Q1 2013: U.S. Credit Card Issuer Performance Snapshot
Q1 2013: U.S. Credit Card Issuer Performance Snapshot
The nation’s largest credit card issuers reported strong profits in the first quarter of 2013, but the lack of asset and revenue growth is a common, recurring theme while purchase volumes increased compared to the prior year. Many credit card issuers continue to post receivables declines as loan demand is clearly soft and issuers remain cautious at marketing to the lower ends of the risk spectrum.
Issuers Continue to Struggle for Growth: Although the protracted decline in receivables appears to be slowing, consistent with last quarter, industry receivables were down by 5.3% quarter-over-quarter and by 1.7% year-over-year. Quarterly declines were largely driven by the nation’s four largest issuers1. On a positive note, American Express, Discover, and Wells Fargo all posted year-over-year increases for the sixth consecutive quarter as they have separated themselves from the pack in terms of loan growth.
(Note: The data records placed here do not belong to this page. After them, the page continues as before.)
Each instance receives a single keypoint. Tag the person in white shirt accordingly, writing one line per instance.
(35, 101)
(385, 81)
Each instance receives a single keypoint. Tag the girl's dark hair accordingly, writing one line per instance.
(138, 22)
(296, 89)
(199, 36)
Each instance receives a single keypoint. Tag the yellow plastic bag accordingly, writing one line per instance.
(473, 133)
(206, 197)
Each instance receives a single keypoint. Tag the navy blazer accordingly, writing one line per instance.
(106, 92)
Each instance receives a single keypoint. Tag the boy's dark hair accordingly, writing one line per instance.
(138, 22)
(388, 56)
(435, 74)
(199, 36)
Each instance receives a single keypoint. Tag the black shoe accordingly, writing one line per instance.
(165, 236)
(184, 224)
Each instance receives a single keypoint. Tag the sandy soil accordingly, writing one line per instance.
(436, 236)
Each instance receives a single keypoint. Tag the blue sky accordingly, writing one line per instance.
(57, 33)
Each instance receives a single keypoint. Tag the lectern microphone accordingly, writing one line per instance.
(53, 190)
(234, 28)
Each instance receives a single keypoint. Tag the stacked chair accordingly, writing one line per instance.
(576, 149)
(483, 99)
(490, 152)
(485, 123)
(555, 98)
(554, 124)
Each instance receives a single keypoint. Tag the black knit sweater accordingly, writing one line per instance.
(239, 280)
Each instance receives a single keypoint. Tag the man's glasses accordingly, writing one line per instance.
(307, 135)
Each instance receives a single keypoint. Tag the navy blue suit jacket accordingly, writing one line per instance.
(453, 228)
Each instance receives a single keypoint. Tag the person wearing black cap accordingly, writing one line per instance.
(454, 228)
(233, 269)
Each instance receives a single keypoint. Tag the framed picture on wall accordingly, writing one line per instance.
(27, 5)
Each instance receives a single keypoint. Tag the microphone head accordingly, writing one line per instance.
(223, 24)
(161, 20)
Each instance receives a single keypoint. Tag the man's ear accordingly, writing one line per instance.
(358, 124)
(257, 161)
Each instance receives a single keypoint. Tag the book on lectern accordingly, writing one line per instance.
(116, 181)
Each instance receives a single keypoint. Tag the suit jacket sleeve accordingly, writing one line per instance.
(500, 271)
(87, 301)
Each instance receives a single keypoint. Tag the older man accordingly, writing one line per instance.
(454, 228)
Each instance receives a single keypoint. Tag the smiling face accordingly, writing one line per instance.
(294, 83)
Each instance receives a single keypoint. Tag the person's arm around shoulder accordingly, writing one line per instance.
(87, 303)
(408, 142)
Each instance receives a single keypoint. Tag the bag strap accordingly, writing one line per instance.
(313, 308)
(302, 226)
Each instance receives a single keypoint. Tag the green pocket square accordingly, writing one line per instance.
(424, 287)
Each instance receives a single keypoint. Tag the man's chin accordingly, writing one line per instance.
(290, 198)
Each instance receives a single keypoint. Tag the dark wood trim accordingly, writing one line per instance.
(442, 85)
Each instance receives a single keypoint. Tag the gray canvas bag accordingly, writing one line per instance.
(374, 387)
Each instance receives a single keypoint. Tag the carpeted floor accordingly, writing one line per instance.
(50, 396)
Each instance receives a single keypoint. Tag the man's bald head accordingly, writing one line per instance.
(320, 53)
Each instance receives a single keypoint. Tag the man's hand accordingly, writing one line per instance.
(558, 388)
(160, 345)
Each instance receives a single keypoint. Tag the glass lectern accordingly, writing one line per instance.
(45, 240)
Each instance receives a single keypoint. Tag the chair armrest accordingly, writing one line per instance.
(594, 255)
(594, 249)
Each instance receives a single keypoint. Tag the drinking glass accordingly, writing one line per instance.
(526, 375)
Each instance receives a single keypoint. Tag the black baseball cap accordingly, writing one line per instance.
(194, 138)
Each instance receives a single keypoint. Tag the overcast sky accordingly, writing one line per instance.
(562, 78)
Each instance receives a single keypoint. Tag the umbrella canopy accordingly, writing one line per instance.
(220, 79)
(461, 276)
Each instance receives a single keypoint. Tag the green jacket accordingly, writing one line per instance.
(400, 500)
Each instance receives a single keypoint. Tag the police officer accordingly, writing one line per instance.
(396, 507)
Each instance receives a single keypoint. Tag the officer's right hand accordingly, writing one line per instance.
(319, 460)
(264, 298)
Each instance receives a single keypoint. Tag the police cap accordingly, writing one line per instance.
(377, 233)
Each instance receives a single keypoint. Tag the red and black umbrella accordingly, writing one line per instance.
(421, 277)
Attractive Returns: Issuer returns increased on both a quarterly and annual basis by 78 basis points and 16 basis points respectively. Reserve releases are slowing, but continue to enhance overall returns given the rather benign loss environment.
Continued Purchase Volume Growth: In our peer group, purchase volume increased by 5.8% on a year-over-year basis and, consistent with seasonal trends, decreased by 9.0% quarter-over-quarter. Consistent with last quarter, Chase and American Express posted the largest year-over-year purchase volume increases (excluding Capital One, whose reported increases are driven by the HSBC transaction), while Citi posted a year-over-year decrease. Industry purchase volumes are now approaching inflation adjusted pre-recession levels as issuers have moved upmarket to engage transactors.
Loss Rates Plateau: Loss rates appear to have reached a plateau as figures were once again nearly flat on a quarter-over-quarter basis. Annual loss rate improvements followed a similar trend as issuers posted an 88 basis point improvement year-over-year. With loss rates low and continued soft demand for loans, it will be interesting to monitor competitive moves particularly any increase in the use of offers targeting revolvers (e.g., balance transfers and promotional rates) and whether issuers move back into sub-prime in any meaningful way.